Adidas is currently in development of a new wearable fitness tracker called 'Chameleon' and is preparing a launch for the device sometime next year, if the latest rumor is to be believed. The tracker, which is being positioned as a lifestyle wearable, could get its namesake from the way it will allow customization, perhaps from the various color and finish options that are said to be available once the device launches, although this detail has not been confirmed as the device has not officially been outed by Adidas.
One thing to also consider is that "Chameleon" may simply be an internal codename, as it's typical for brands to refer to their products internally with a different name than what will be used for when the device hits store shelves. The tracker is rumored to come with a display that will be light on energy use with a suggestion that e-paper could potentially be the tech used for the screen. In addition to the new hardware from Adidas, it's being stated that the Chameleon tracker will be accompanied by a brand-new companion app called 'All Day' that will provide the interface for interacting with the spread of features and functions that are capable with the wearable.
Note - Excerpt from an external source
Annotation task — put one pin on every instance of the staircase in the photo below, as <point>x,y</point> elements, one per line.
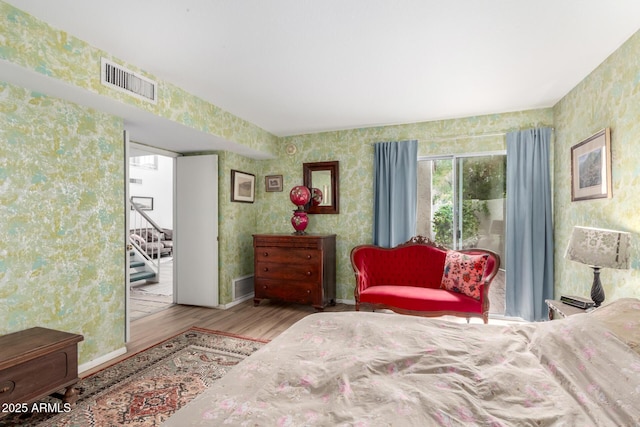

According to the details, consumers will be able to use the wearable/app combo to track sleep data, various activities, and other important health data. There were no specifics mentioned, but consumers can probably expect it to track things like steps, calories burned, distance, and maybe specific stats like running. Nothing has been mentioned in regards to other hardware specifications, such as the battery capacity, or whether or not the Chameleon tracker will have a heart rate sensor or other tech that can commonly be found in fitness trackers, such as GPS. Furthermore, there has been no mention of an exact availability date or of how much the wearable will cost once it launches. While there is no official indication of a target market, it potentially being a lifestyle wearable suggests that it will be aimed at a more broad range of consumers, similar to that of some of Fitbit's trackers, as opposed to those that are solely focused on health and fitness performance.